Breach Hunting 101

June 9, 2018   


I hope this article can give you a basic introduction to the world of ‘breach hunting’ something I have recently come to enjoy (wierd right?). This is by no means an exhaustive list of tools and methodologies but more a primer to get you going in the exhilarating world of spending hours trawling through other peoples lists, spreadsheets and datasets for the greater good.


With all the different methods I find it is more manageable to split my searches by country. Normally I will focus initially on the main AWS regions (IE / US / DE) then move on to the smaller AWS regions (GB / CA / AU) and finally move on to other countries (NL / SE / NO / BE / IN / JP / and many more). I often filter out CN from my results as such a high number of devices in China tends to pollute my set.

Take a look at this ranked list of database flavours to see what is worth searching for


The most popular and well know serch engine for finding things rather than content. Extremely powerful search filters and well worth paying the initial fee if you don’t have a .edu email address.

Combine filters together to hone in on unauthenticated database web admin panels or a simple search for title:"index of /" http.html:"sql" will return surprising results. Limited to 200 pages of results via the web.


A lesser known search engine very much like Shodan, run by Chinese security team Knownsec. Has a huge list of predefined dorks that have been submitted by users. Again very powerful search filters. As both Shodan and ZoomEye are scanning the same Internet your are going to get overlapping results, but I find as the results are ordered differently something on page 200 of Shodan might be on page 2 of ZoomEye.

Google & Other Regular Search Engines

I wont go in to much detail here as there are many resources out there on Google dorking but it’s safe to say that google is still a great resource to find things that shouldn’t be there. Take the following search for example inurl:gov filetype:bash_history

Internet Wide Scan Data

If you can get access to regularly updated Internet wide scan data then you can start to build up your own index exposed services and run a diff on the data every few days to see if any new services have appeared online. You could also conduct your own Internet wide surveys but be warned, most networks won’t react well to being probed you’ll spend a lot of time answering abuse emails, don’t do this from home you will end up on a blacklist

Tracking Down and Contacting a Data Owner

OK, so you have found some juicy data and it’s time to disclose this to the organization, but how can be be sure who actually owns this data?

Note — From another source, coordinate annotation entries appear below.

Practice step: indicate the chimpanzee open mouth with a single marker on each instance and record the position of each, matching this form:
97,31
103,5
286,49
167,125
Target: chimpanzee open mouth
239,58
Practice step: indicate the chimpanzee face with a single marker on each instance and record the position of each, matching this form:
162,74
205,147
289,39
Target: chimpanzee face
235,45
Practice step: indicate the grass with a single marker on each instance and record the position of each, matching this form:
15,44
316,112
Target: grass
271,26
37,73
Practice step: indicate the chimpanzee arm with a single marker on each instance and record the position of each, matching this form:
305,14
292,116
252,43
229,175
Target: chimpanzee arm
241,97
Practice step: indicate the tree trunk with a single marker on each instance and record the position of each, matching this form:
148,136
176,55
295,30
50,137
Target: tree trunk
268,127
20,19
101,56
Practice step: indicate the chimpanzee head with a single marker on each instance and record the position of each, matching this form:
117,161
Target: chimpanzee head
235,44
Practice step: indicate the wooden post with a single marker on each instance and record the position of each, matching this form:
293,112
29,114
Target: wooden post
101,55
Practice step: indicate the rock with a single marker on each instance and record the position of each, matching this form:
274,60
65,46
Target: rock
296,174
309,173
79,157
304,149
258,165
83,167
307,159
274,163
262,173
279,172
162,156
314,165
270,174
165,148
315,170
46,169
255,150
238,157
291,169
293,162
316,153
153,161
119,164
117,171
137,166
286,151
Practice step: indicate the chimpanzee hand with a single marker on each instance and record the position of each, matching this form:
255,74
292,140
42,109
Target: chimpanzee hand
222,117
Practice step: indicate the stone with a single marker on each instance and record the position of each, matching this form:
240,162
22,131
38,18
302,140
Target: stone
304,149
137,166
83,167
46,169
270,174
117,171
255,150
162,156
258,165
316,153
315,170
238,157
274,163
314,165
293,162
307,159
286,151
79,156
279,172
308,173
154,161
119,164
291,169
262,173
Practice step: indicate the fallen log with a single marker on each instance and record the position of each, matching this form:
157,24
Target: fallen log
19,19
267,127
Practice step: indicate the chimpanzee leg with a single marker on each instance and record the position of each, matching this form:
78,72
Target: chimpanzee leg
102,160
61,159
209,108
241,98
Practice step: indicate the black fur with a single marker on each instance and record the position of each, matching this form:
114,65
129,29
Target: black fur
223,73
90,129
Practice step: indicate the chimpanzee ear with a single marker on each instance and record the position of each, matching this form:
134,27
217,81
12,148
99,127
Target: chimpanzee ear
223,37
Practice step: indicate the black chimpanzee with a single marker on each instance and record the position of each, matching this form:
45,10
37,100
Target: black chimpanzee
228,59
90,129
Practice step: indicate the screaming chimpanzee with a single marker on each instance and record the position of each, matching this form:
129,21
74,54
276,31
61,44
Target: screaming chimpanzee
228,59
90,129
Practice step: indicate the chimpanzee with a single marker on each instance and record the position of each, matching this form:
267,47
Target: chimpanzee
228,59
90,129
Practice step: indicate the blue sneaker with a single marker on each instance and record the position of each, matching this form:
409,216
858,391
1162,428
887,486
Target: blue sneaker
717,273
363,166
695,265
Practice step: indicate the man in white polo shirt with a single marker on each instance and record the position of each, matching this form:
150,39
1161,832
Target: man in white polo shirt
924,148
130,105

  • SSL certificates. Check other ports on the sever for HTTPS or other SSL enabled services and check the certificate name.
  • Check to see if there are any websites listening on common web ports such as 80 / 8080.
  • OSINT tools. Take a look at SpiderFoot for this, it will reduce your OSINT tasks to a simple button click
  • Check the data for clues, acronyms or a common theme.
  • Do you see emails addresses? If you have an idea who owns this data then check some of the emails in a ‘forgotten password’ process.
  • Is SSH open on the server? check the SSH banner for a branded warning message.
  • Troy Hunt also published this in depth article on streamlining breach disclosures

Once you are (mostly) certain you know who owns this data how do we go about telling them? I find that a simple short email is the best way to make initial contact. Take a look around their website for a contact email address, a general customer service / support inbox should be a last resort. Take a look in their T&Cs and privacy policy for a data related contact. Also check to see if they have a VRP / bug bounty. Don’t be scared to call them on the phone if you need to.

I use the following template for the first email.


Potential Data Breach  


Please pass this email to your IT team ASAP

I believe I have found an unauthenticated database instance routed to the Internet that belongs to <company>. The dataset contains <a rough overview of the contents without disclosing any actual data>

Please can someone get in touch to confirm the technical details.

Best Regards
<email signature>

If this is a high priority dataset normally I’ll send 3 emails similar to this over 3 to 5 days. If I don’t get a response then I would consider contacting the media to help, an email from a journalist will often cause a company to jump and get things fixed.

How to (try to) Stay Out Of Trouble

There are always going to be risks involved in this kind of work, it is up to you if you want to accept the risk. I’m not a lawyer, this is not legal advice, though I have a few rules that I try to always follow.

  • There is no need to download an entire dataset if you don’t need to. Avoid copying and storing data.
  • Only query a dataset as much as you need to investigate.
  • Keep a log of your IP as you may need to pass it on to a companies security team so they can filter you out of their investigation.
  • Don’t ask for rewards / money / candy in exchange for a disclosure, this is extortion, you are a bad person.
  • If you think a disclosure is going to pose serious legal risk to yourself, proxy through a journalist or another trusted party as a kind of loose safety net.
  • Personally I only check for unauthenticated datasets, I don’t test default or common passwords as this is technically hacking and thus probably illegal in most places.